Tens of thousands of farmers have been camped on the outskirts of India’s capital New Delhi since November, calling for a repeal of laws they fear will allow large corporations to crush them.
The tussle between the government and farmers protesting for more than two months against new agriculture laws deregulating the sector took at an international turn Tuesday when pop superstar Rihanna and Thunberg tweeted about the mass demonstrations.
The foreign ministry hit back on Wednesday, criticising “sensationalist social media hashtags and comments” by celebrities as “neither accurate nor responsible”.
Police in the capital New Delhi, where a farmers’ tractor rally last Tuesday turned into a deadly rampage where one person died and hundreds of police officers were injured, said they had filed a complaint against the toolkit’s makers.
The complaint does not name Thunberg.
“Preliminary enquiry has revealed that the ‘toolkit’ in question appears to have been created by a pro-Khalistani Organisation ‘Poetic Justice Foundation’,” police said in a statement, citing Sikh separatists who want to create a homeland of Khalistan in India’s northern Punjab state.

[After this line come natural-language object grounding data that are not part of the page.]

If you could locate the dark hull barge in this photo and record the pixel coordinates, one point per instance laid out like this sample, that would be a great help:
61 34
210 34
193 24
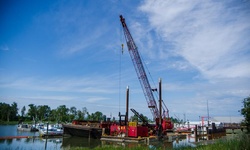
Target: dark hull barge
88 129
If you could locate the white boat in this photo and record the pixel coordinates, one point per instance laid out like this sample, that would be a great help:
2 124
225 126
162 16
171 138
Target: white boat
26 127
52 130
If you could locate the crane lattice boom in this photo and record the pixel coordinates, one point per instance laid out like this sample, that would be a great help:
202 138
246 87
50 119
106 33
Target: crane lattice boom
137 62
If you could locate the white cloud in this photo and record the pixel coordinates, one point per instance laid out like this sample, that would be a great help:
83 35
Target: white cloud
4 48
212 36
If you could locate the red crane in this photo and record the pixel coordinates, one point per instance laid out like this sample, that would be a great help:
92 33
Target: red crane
139 68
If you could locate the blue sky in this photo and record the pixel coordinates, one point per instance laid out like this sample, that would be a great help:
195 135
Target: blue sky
69 53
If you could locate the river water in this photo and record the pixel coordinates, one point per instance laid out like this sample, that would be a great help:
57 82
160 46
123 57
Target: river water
63 142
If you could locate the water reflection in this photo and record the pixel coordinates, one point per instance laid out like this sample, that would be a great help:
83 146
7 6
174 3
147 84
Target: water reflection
69 142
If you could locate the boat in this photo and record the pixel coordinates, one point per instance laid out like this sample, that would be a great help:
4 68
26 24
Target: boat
88 129
51 130
26 127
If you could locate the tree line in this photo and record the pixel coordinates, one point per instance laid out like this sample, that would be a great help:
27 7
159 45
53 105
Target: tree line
9 112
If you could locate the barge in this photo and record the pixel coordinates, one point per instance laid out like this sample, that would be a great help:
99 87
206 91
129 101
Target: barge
88 129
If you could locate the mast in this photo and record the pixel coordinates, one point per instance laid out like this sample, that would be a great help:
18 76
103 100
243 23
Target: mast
139 68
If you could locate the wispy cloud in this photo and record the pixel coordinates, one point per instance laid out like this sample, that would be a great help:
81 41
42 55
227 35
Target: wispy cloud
80 85
210 35
4 48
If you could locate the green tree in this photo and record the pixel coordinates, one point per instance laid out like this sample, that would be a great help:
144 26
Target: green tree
73 113
13 111
84 111
5 110
80 115
23 111
245 111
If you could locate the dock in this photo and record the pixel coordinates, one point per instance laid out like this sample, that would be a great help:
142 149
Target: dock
169 137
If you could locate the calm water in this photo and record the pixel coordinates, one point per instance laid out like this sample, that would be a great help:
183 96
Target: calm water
62 143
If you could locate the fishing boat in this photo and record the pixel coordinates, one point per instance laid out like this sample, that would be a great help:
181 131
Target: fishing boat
26 127
88 129
51 130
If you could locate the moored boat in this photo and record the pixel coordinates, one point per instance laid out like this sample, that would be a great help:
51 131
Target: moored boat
26 127
51 130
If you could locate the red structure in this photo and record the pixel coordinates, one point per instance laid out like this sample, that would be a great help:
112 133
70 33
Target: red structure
142 76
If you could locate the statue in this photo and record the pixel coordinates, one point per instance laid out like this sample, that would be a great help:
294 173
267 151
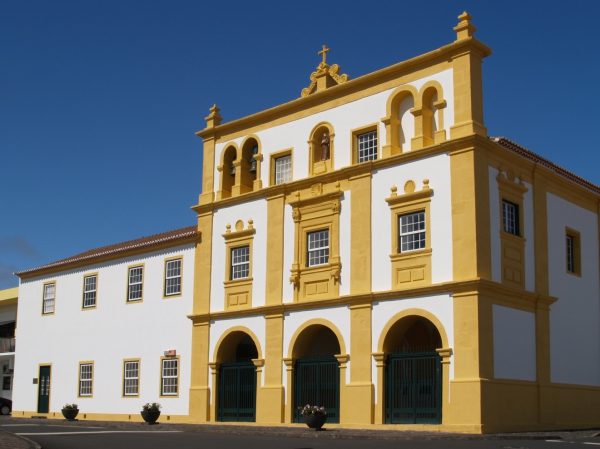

Many of the protesting farmers hail from Punjab.
Police said the toolkit creators appeared to “create disharmony among various social, religious and cultural groups and encourage disaffection and ill-will against the (government) of India”.
The toolkit shared by Thunberg offers basic advice including joining on-the-ground protests and showing support on social media.
Thunberg tweeted late Thursday that she still supported the protests. “No amount of hate, threats or violations of human rights will ever change that,” she added.
Earlier Thursday, a delegation of opposition lawmakers were blocked from meeting farming unions at one of the protest sites by police.
“Even MPs are not being allowed to meet peacefully protesting farmers. This is truly a black day for democracy!” Harsimrat Kaur Badal, a lawmaker and former government minister from Punjab, tweeted.
Modi has said the laws are necessary to modernise India’s agriculture sector, but farmers fear they would be placed at the mercy of big corporations.
The protests have become one of the biggest challenges to Hindu nationalist Prime Minister Narendra Modi since he took power in 2014.